All inmates were given a week to learn the camp routines and two weeks to memorize a book on communist ideology. One of the essential points was the glorification of the Chinese Communist Party.

“Before breakfast, which consisted of water and some rice, we had to sing songs praising the Chinese Communist Party and repeat these lines in Chinese:“Long live Xi Jinping!” and "Condescension to the repentant and punishment to those who resist."

Not everyone survived the conditions of detention in the camp, torture and experiments. Tursun said that women were forced to take pills of unknown origin and a strange white liquid. After these medications, people lost their ability to think and bleed. Some were dying. During the three months that Mihrigul spent in prison, nine people died. According to the girl, the worst thing was at night, when the warders dragged bodies out of the cells or shuffled prisoners between rooms.

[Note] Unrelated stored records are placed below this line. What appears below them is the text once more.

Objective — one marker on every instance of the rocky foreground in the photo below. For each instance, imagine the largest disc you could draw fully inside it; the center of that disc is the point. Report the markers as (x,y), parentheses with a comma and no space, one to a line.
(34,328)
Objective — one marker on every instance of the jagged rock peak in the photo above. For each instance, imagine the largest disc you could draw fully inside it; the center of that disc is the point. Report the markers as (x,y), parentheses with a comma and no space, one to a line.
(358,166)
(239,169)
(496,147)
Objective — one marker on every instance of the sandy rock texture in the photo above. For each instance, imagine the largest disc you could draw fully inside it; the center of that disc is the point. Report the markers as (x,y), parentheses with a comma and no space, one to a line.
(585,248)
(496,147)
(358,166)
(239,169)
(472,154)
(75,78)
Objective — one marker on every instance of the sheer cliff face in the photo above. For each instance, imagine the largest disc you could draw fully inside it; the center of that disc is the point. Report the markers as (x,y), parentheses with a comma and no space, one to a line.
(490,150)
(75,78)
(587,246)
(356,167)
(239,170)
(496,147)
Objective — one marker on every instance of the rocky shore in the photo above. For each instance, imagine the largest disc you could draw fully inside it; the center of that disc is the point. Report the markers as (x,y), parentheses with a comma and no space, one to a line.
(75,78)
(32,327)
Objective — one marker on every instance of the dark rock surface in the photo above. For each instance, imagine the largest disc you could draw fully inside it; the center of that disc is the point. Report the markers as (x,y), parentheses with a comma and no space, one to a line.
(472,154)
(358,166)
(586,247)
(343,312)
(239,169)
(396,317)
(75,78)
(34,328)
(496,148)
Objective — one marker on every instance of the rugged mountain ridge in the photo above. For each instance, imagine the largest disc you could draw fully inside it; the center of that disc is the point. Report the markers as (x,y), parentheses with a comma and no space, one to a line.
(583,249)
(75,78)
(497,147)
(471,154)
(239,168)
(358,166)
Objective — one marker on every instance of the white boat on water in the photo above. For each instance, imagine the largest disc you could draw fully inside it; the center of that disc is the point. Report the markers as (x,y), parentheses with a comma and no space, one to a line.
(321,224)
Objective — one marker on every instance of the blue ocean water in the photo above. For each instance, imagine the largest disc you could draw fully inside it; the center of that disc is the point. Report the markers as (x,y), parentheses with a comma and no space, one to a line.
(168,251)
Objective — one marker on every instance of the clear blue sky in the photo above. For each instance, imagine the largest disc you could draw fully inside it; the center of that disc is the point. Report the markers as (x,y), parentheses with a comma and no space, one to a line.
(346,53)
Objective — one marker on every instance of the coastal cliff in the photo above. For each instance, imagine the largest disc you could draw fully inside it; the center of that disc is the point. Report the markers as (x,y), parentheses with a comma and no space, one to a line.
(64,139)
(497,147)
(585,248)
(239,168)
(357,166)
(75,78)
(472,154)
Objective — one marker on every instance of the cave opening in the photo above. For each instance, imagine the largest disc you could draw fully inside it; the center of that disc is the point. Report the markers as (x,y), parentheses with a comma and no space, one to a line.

“The most terrible days came when inmates died before my eyes. The nights in the camp were always very busy - people were moved between cells and dead bodies were taken out."

Throughout her imprisonment, Mihrigul was tortured in an attempt to extract confessions of espionage from her. The girl was asked the same questions in a circle: what did she do abroad, who does she know there, which organization financed her. Since Tursun was not involved in any political activities abroad, she had no answer. So she was tortured with electric current through her whole body, beaten and psychologically intimidated.

The torture did not lead to the desired effect, so they decided to release Mihrigul. She was told that she could take her children to Egypt, but after that the girl had to return to China. Before leaving the camp, the prisoner was injected with an unknown substance. She was forced to sign a statement, the text of which also had to be read on camera.

“I am a Chinese citizen and I love China. I will never do anything bad to China. China raised me. The police never detained, tortured or interrogated me."

After that, Tursun left China for the United States, since September the girl has been living in Virginia. On November 28, she addressed Congress detailing the contents of the "re-education school." After her speech, a dead silence reigned in the hall, interrupted only by the sobbing of Mihrigul. When one of the senators asked the girl if she felt safe while in the States, she could not answer positively. Tursun said she still notices herself being followed by people of Chinese appearance and asked to do something to shield her and other Uighurs from what is happening in the camps in Xinjiang.